A Taste of History: Aztec Chocolatl
The refreshing drink chocolatl enjoyed by Aztec nobility is a remote but distinct relative of the chocolate consumed today by hundreds of millions of people. It was once so precious that chocolate beans were a common medium of exchange in preconquest Mexico. In those days a mere dozen cacao beans could command a present value of upward of $100 in goods or services. Counterfeiting was rife—entrepreneurs tried to create chocolatl from anything, including avocado seeds. Moreover, chocolatl was thought to be so potent an aphrodisiac and hallucinogen that its use was denied, under penalty of death, to commoners.

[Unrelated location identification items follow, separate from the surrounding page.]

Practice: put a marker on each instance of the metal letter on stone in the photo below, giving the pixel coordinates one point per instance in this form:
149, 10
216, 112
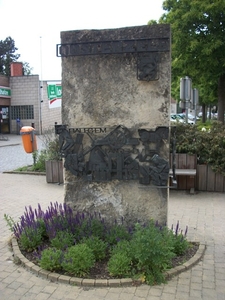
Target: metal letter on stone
100, 155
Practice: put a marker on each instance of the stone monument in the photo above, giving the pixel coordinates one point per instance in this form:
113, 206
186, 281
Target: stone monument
115, 113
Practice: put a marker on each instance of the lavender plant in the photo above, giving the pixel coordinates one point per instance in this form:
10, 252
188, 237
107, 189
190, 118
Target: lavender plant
71, 242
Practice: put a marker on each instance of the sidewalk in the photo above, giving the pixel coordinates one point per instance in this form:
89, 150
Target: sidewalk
203, 213
12, 153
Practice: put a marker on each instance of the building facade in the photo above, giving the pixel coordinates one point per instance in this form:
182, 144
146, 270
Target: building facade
27, 101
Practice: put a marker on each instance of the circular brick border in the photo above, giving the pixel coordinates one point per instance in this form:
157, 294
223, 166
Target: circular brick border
99, 282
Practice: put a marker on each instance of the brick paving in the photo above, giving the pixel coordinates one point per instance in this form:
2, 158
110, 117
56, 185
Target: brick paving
202, 212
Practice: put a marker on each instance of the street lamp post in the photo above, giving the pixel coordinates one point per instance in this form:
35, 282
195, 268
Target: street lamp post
185, 93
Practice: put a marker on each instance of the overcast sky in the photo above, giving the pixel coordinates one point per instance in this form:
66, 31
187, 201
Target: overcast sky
35, 25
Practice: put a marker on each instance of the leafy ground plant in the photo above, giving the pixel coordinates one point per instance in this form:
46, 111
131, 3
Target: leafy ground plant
82, 244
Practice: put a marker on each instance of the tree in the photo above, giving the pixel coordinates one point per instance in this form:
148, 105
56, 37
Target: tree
198, 46
8, 55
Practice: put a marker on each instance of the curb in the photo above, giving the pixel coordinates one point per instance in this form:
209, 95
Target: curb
25, 173
55, 277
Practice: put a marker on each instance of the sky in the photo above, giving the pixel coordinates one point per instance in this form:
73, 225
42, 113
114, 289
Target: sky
35, 25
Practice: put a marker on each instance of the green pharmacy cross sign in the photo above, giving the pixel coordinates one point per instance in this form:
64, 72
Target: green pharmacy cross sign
54, 92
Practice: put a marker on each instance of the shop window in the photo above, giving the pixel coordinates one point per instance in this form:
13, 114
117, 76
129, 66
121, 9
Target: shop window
22, 112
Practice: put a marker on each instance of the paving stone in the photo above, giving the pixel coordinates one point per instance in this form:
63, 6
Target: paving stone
204, 214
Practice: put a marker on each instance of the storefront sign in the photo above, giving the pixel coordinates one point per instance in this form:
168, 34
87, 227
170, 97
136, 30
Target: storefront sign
54, 90
5, 92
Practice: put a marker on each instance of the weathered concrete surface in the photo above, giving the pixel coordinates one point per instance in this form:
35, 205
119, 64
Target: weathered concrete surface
103, 90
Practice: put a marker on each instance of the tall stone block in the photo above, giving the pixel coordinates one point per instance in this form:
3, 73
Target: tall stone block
116, 99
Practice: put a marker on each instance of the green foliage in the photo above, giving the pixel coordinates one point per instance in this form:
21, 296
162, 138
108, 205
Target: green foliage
50, 151
152, 251
51, 259
117, 233
40, 162
10, 222
62, 240
8, 55
180, 244
78, 260
119, 265
208, 143
98, 247
198, 46
30, 239
143, 253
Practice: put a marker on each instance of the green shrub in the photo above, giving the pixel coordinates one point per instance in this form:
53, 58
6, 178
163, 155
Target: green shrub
78, 260
62, 240
119, 265
207, 144
51, 259
30, 239
151, 251
98, 247
180, 244
117, 233
40, 162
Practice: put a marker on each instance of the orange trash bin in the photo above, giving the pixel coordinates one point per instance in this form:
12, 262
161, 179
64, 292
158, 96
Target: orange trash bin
28, 139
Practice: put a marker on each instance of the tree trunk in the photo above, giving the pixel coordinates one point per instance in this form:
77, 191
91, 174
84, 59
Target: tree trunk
221, 98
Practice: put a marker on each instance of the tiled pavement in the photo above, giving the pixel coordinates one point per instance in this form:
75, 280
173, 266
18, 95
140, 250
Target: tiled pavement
204, 213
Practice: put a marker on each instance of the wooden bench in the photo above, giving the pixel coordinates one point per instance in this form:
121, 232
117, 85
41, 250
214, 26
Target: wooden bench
184, 172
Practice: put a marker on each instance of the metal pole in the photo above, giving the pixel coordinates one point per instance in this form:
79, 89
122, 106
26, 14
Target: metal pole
41, 87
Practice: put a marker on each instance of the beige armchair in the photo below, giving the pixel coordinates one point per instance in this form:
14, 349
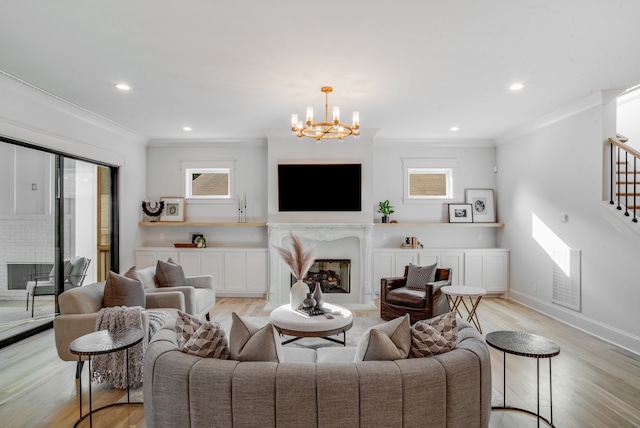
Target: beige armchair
79, 311
199, 292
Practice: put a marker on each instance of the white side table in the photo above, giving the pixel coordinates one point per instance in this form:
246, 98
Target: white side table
293, 323
456, 294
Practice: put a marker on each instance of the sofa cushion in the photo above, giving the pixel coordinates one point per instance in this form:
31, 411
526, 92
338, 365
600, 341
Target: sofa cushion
418, 276
170, 274
200, 337
385, 342
121, 290
248, 342
147, 276
434, 336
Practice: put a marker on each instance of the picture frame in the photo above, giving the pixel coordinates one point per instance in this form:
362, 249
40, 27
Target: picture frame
460, 213
173, 208
483, 205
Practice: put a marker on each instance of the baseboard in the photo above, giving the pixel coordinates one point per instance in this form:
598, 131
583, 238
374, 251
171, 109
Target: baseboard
597, 329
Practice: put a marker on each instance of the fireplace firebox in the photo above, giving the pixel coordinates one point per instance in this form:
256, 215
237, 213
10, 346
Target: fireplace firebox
334, 275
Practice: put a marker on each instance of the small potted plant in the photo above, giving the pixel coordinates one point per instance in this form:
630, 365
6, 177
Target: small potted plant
386, 210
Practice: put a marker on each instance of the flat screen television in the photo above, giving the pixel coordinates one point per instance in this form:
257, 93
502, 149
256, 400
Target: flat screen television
320, 187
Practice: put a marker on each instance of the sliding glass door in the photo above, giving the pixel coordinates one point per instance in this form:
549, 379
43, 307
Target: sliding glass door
57, 217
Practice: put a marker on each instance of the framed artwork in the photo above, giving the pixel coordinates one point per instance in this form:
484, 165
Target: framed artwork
460, 213
173, 209
482, 204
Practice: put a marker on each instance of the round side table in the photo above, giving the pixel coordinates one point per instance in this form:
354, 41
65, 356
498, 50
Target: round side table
104, 342
293, 323
456, 294
525, 345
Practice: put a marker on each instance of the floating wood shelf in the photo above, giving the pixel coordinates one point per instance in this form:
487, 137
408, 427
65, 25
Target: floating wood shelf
199, 223
439, 224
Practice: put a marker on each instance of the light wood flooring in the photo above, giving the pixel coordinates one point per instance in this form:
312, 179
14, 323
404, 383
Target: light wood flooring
595, 384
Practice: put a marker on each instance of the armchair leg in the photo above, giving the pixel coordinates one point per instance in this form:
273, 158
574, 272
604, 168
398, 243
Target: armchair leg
79, 366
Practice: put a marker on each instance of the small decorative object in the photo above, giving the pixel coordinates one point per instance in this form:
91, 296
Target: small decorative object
317, 295
152, 209
483, 205
200, 242
309, 302
460, 213
174, 209
299, 261
386, 210
242, 208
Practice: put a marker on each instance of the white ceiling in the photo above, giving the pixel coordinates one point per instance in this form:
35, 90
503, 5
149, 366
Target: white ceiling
412, 68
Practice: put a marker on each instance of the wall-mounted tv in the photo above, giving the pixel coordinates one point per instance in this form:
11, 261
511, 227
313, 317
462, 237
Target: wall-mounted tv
320, 187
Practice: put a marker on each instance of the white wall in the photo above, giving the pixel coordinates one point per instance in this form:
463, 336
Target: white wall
557, 169
32, 116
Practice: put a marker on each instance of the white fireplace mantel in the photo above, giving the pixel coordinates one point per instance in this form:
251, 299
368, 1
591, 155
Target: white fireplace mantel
332, 237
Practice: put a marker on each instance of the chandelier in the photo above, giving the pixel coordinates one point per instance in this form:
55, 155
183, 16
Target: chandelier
325, 130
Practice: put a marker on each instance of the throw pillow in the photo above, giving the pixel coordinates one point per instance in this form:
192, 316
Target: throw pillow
119, 290
434, 336
385, 342
76, 272
248, 342
418, 276
200, 337
170, 274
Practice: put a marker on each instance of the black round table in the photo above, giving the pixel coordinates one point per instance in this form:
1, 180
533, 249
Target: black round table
104, 342
524, 345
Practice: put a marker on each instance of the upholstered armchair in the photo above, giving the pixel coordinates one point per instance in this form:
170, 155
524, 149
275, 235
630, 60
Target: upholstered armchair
75, 271
421, 300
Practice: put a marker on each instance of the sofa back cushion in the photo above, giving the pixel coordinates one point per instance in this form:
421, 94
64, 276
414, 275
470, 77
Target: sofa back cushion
201, 337
248, 342
121, 290
385, 342
434, 336
147, 276
170, 274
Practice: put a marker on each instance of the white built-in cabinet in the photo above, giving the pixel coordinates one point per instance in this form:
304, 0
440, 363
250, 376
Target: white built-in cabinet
486, 268
236, 271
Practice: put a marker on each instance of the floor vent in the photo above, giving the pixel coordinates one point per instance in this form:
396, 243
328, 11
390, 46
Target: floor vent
567, 278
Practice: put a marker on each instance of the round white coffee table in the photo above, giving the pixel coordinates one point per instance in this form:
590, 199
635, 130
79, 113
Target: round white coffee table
456, 294
293, 323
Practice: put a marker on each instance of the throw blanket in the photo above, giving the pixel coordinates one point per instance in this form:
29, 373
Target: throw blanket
112, 367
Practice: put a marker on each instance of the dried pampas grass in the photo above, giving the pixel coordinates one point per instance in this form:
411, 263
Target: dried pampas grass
299, 260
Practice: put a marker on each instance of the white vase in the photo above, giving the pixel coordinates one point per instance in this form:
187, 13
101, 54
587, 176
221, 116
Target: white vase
298, 293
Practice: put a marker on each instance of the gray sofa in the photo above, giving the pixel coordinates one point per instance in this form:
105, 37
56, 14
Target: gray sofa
322, 388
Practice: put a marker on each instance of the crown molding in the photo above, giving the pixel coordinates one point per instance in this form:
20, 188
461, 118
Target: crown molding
596, 99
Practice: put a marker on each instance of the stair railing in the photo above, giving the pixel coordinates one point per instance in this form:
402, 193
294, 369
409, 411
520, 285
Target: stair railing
620, 154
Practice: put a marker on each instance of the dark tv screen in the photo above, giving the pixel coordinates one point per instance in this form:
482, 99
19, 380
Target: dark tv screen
320, 187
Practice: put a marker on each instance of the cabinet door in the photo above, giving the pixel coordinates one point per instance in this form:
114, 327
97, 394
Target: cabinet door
497, 271
190, 262
403, 258
212, 264
235, 271
455, 261
145, 259
474, 268
257, 272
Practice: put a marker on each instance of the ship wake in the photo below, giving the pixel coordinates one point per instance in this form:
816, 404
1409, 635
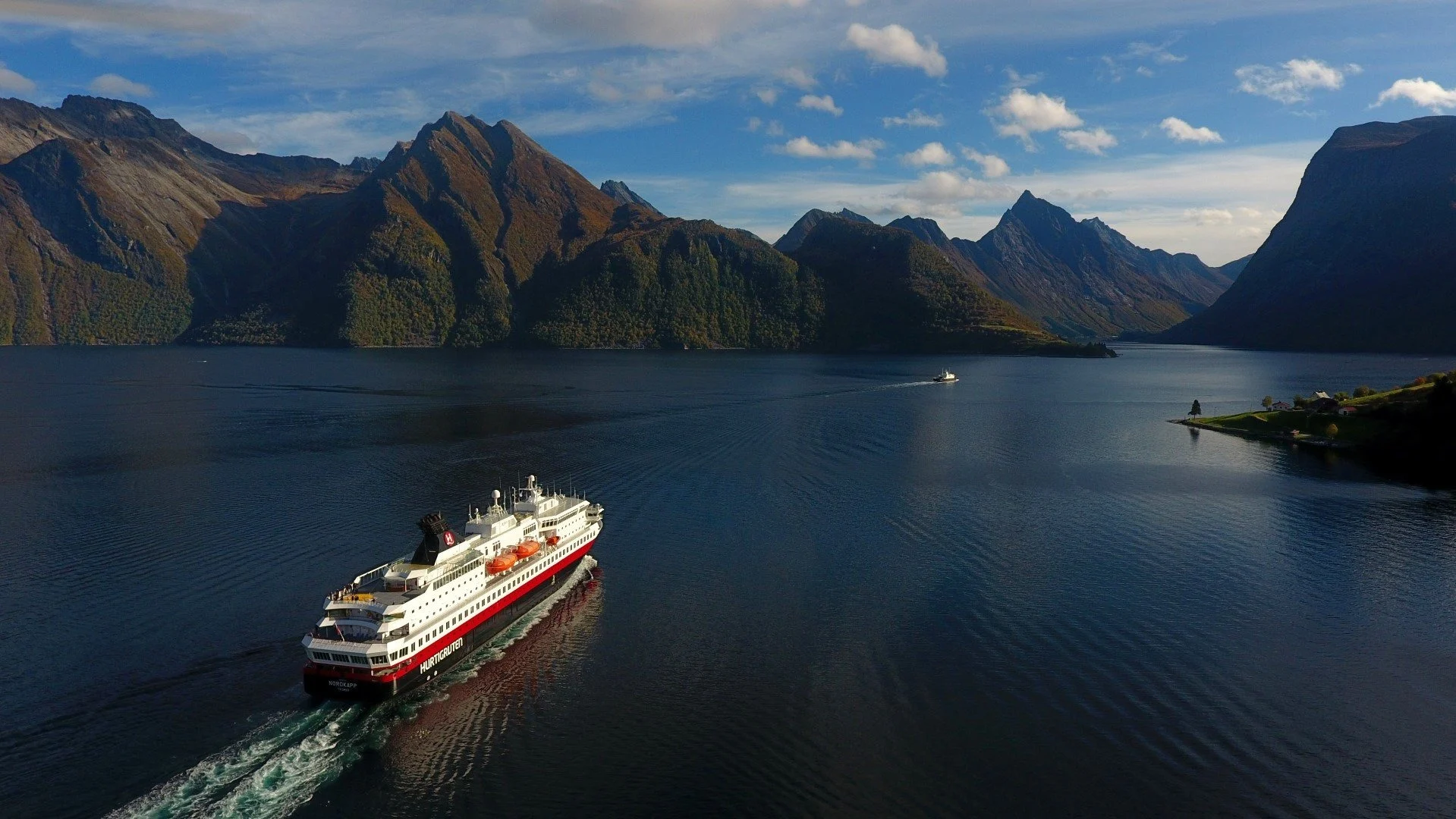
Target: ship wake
281, 764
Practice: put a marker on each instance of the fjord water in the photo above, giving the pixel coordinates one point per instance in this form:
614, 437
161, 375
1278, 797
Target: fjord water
826, 587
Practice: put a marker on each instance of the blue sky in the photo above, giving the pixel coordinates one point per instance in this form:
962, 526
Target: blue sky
1184, 124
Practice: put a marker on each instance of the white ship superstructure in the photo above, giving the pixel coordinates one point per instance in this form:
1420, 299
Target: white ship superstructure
405, 622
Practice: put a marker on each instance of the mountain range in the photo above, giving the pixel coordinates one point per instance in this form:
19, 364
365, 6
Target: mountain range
1365, 259
1079, 280
120, 228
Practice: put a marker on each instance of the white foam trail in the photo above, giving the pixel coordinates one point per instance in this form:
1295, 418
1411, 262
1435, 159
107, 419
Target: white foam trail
283, 763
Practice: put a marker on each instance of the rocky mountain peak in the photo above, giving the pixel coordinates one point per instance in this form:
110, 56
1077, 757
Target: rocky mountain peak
625, 196
923, 229
1040, 215
101, 117
791, 240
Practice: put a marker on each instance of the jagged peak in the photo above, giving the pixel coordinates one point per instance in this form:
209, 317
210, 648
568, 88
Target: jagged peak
625, 196
1040, 213
925, 229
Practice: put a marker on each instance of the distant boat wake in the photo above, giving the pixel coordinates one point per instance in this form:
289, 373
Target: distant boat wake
281, 764
898, 386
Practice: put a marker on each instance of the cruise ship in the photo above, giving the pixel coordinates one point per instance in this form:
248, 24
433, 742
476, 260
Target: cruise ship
401, 624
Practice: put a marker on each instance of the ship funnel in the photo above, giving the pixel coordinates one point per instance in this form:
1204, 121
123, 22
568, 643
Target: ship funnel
437, 538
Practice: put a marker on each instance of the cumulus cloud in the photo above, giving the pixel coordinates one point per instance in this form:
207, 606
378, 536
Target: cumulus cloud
803, 147
825, 104
1023, 114
929, 153
992, 165
898, 46
1426, 93
915, 118
945, 187
118, 86
15, 82
1090, 140
1294, 80
1181, 131
1156, 199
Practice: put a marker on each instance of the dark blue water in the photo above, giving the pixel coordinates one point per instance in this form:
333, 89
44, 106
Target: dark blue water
825, 588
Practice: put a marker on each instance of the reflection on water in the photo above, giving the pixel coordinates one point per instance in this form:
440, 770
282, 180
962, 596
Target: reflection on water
835, 588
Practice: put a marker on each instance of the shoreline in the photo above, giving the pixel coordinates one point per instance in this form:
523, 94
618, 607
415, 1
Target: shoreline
1300, 440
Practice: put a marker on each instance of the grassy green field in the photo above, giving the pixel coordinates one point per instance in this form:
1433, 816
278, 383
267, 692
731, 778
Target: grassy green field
1351, 429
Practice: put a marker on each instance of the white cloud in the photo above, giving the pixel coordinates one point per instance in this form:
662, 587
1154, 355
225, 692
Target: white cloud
232, 142
1090, 140
1426, 93
803, 147
14, 82
118, 86
609, 92
992, 165
1294, 80
929, 153
947, 187
1023, 114
1181, 131
659, 24
825, 104
1018, 80
1209, 215
1155, 53
798, 77
915, 118
898, 46
1156, 199
121, 15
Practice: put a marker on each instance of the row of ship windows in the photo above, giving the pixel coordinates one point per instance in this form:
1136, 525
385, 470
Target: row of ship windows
475, 607
354, 659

Although intrigued, Europeans were put off by the bitter taste of chocolatl. Around 1600 a whole shipload of chocolate beans was jettisoned at sea by English privateers who, having captured a Spanish galleon, mistook its cargo for goat dung. The French soon made chocolatl easier to stomach by powdering it; the British added milk; and finally, the Swiss, of Nestlé fame, cashed in with chocolate candy. The world hasn’t been the same since.
Though chocolatl found its way to Europe, it never left Mexico, where hot chocolate, whipped frothy with a wooden-ringed molinillo (little mill), is more common now than in Aztec times. In Mexico, chocolate is more than mere dessert; used to spice the tangy moles of southern Mexico, it’s virtually a national food.